A better question to unlock a more ambitious strategy

How you frame you goal can mean the difference between it being failure and achievable

A better question to unlock a more ambitious strategy

As we set our own goals we start to ask the question. “Can I achieve…”. I often see people say, “can I get to 4,000 Twitter followers by the end of the year”, or “can I make $1,000 monthly revenue on my product”.

While these types of questions are great, it unfortunately limits your thinking making you less likely to find a way to achieve it.

Goals vs Strategy

Now think of working with a team who have quarterly objectives. Their goals may be set out like the following:

  • To increase website traffic by 10%
  • To get 20 signups a day to the mailing list
  • To get 20,000 monthly YouTube views
  • To get 500 social likes in a 28 day period

If you see a strategy that looks along these lines, then consider that it’s more of a wish than a strategy.

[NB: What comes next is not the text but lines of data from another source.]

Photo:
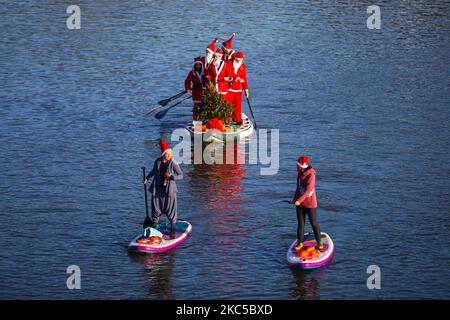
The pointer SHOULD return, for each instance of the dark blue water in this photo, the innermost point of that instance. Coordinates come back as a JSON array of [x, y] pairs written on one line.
[[370, 107]]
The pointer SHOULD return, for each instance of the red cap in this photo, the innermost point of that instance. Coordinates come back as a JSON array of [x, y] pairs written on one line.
[[227, 43], [239, 55], [212, 45], [164, 147], [303, 162]]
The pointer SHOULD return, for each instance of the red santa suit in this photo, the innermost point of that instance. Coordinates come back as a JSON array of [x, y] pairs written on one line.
[[209, 54], [195, 82], [236, 69], [216, 72]]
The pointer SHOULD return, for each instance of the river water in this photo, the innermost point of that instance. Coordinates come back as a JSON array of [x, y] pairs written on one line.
[[370, 107]]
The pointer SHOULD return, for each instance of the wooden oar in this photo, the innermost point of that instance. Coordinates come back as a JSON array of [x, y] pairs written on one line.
[[251, 111], [166, 101], [162, 113], [153, 110]]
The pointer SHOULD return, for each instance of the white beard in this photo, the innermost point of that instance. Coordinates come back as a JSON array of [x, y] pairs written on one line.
[[217, 63], [236, 65], [208, 58]]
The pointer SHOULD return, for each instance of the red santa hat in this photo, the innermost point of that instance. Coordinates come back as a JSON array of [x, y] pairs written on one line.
[[212, 46], [303, 162], [164, 146], [227, 43], [198, 60]]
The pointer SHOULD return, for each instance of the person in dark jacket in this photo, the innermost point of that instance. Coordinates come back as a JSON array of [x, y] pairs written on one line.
[[163, 187], [305, 201]]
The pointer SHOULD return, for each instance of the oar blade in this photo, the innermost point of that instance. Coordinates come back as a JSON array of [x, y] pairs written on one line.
[[161, 114], [147, 223], [164, 102]]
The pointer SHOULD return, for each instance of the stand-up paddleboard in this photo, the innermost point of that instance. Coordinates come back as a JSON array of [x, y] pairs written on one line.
[[232, 131], [144, 245], [308, 257]]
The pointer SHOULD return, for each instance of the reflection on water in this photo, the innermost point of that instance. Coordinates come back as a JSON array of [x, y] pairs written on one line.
[[305, 285], [219, 188], [158, 272]]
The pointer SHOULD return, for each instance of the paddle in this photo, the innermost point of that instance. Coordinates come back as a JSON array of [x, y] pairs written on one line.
[[166, 101], [154, 109], [147, 221], [162, 113], [251, 111]]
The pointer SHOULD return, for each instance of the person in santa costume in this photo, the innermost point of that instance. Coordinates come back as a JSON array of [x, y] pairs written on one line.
[[306, 202], [209, 55], [238, 79], [163, 187], [229, 53], [195, 82], [217, 73]]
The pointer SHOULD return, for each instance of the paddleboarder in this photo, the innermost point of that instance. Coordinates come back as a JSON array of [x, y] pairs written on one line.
[[163, 187], [218, 74], [194, 82], [238, 83], [305, 201], [209, 54], [227, 48]]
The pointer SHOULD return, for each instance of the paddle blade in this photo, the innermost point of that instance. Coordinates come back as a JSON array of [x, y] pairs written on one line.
[[164, 102], [147, 223], [161, 114]]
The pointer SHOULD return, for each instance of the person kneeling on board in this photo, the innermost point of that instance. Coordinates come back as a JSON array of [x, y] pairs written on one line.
[[306, 202], [163, 187]]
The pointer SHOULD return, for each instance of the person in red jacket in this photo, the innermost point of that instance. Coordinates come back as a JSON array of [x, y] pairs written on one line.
[[229, 53], [195, 82], [209, 54], [306, 202], [217, 73], [238, 78]]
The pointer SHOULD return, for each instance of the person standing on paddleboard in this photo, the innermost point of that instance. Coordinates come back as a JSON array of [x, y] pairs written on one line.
[[163, 187], [194, 82], [238, 83], [305, 201]]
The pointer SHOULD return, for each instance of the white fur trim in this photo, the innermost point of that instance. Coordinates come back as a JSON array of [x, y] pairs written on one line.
[[302, 165]]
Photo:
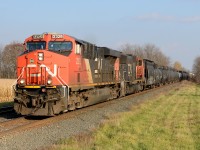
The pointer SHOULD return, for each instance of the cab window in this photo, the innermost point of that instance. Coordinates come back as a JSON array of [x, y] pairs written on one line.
[[60, 46], [31, 46]]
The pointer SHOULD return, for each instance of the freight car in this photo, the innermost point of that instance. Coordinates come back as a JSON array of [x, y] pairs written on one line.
[[57, 73]]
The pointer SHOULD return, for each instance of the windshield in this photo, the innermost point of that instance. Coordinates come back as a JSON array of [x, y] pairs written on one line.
[[31, 46], [57, 46]]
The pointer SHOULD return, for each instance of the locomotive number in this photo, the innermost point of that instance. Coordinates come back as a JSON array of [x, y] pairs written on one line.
[[57, 36]]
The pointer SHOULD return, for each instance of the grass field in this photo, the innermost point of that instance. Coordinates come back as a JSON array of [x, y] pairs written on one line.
[[6, 93], [169, 122]]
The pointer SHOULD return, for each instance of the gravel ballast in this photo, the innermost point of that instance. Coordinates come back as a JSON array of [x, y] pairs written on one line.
[[84, 122]]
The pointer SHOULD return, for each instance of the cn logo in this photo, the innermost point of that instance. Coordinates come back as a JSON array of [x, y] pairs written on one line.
[[53, 74]]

A failure to believe the goal

If you’re now poised with the task to make the goals happen, it is easy to feel that they are unattainable. You may believe that they are too ambitious. You may not know how to action them. The consequence of this is that you’re unlikely to put the time and attention in to make it happen. You’ll procrastinate. And you’ll fail at your goal.

Others may look at the strategy and conclude that it’s just not possible and will fail to support it in the way it deserves.

Imagine you’re pitching to your boss to implement a new social media strategy to get 50,000 new fans for the brand. Your boss may simply disbelieve that it’s possible and not support the project.

Frame it as a ‘how’ question

I’m a believer that you can unlock a much better strategy by framing the goal as a question. As a ‘how’ question. And let everyone involved be part of the process to get their buy in.

Let’s look at an example.

Goal: Get to 100,000 YouTube subscribers

You can now frame this as a question:

How can we increase the number of YouTube subscribers to 100,000?

It now prompts more thinking to solve the problem. You (or your team) may now start to ideate the following:

  • Make daily videos
  • Make 70% of the videos based on topics that people search for
  • Create a better hook to improve watch time
  • Editing and storytelling to improve the watch time
  • Relate videos to keep viewers watching related content on the channel

Hopefully you can see now that it’s no longer an abstract goal but a more concrete strategy, all by framing it as a how question. These ideas now form part of the strategy.

A second layer of resistance

As you elaborate on the solutions, you may start to see a second layer of resistance. For example, “there’s no way we can make a video a day”.

Now you repeat the process…

How can you produce daily videos?

The solution follows the same ideation process to overcome the limitation…

  • Batch the recording and editing
  • Outsource the editing
  • Hire more talent to work on it
  • Create pillar content pieces but edit it to daily YouTube shorts

By doing this you start to break down the objections that limit thinking. You get to fully explore more novel ways to achieve ambitious goals.

Todays Ah-Ha moment

Don’t just have a wish list of goals. Instead frame it as a “How can I” question and explore many different ways to solve it. Repeat the process until you have clear and concrete actions for you to take, no matter how ambitious the goal.